In many ways, UAL resembles one of the criteria that Todd Feinberg and Jon Mallatt used for affective consciousness in their book, The Ancient Origins of Consciousness. Feinberg and Mallatt called this criteria “global non-reflexive operant learning”. (Although they didn’t elaborate on this, and I didn’t find them to necessarily be consistent with the “global” or “non-reflexive” part in the studies they cited.)
As many others do, G&J take issue with Feinberg and Mallatt dividing primary consciousness up into three separate divisions: exteroceptive, interoceptive, and affective consciousness. For G&J, there is only one consciousness, which at any time might be focused on exteroceptive, interoceptive, or affective content.

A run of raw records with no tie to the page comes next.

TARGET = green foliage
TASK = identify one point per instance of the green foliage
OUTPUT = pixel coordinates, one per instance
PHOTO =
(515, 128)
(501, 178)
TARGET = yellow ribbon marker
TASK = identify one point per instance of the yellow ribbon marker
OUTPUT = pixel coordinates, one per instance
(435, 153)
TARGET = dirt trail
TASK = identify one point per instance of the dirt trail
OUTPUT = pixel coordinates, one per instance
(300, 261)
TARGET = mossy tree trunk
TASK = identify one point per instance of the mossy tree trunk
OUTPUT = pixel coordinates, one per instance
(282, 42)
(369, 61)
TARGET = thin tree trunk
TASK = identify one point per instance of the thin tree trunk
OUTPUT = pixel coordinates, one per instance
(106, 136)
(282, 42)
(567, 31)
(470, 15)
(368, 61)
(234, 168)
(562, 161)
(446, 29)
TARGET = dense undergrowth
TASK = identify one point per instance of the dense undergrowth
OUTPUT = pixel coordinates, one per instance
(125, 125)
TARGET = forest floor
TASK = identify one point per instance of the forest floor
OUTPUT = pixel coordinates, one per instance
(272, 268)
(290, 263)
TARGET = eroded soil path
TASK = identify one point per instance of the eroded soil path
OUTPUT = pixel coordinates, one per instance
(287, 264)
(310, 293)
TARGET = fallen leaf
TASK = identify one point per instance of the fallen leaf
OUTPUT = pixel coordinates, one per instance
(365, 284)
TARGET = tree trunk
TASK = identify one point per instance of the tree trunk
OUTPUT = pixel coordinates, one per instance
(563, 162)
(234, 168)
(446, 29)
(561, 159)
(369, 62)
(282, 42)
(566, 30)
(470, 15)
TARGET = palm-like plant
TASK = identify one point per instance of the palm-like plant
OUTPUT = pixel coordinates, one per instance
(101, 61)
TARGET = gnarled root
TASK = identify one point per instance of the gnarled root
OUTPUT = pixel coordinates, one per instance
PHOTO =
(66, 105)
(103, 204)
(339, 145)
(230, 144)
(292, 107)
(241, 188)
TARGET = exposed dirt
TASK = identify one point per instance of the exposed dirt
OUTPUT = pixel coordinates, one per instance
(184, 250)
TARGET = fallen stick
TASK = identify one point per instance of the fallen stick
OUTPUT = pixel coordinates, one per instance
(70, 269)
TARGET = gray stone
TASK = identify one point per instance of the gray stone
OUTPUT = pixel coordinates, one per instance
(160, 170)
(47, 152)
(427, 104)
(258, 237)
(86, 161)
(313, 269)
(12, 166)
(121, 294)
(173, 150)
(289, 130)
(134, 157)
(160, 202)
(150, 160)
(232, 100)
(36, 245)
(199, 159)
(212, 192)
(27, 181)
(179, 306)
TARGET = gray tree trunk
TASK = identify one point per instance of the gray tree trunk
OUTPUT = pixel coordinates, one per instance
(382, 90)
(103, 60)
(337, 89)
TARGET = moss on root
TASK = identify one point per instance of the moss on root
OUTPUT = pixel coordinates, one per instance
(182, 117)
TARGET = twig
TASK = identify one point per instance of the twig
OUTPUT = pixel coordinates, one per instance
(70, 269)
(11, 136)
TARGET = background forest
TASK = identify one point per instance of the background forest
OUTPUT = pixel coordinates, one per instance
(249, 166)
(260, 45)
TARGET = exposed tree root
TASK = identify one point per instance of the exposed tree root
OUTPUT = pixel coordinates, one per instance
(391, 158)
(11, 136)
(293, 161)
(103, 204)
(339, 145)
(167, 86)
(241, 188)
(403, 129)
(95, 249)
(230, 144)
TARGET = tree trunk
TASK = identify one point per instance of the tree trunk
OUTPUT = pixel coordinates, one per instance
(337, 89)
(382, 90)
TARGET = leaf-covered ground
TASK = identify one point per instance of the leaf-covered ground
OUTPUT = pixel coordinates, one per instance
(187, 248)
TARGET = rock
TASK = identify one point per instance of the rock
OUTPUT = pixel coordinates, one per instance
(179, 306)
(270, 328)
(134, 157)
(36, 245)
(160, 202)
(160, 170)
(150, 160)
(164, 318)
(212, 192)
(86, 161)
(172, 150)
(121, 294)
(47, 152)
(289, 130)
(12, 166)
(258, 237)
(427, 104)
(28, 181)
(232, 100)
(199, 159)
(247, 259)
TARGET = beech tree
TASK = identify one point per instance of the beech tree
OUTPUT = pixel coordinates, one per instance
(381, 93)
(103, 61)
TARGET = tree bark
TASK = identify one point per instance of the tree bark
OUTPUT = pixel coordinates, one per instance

That being said, G&J reach conclusions very similar to Feinberg and Mallatt’s on which species have minimal consciousness: all vertebrates, including fish, amphibians, reptiles, mammals, and birds, as well as many arthropods such as ants and bees, and cephalopods such as octopusses.
In the last post for this series, we’ll discuss some additional areas that G&J explore, and I’ll provide my thoughts on their overall approach.
What do you think of UAL (unlimited associative learning)? Do you think it’s a valid mark of minimal consciousness?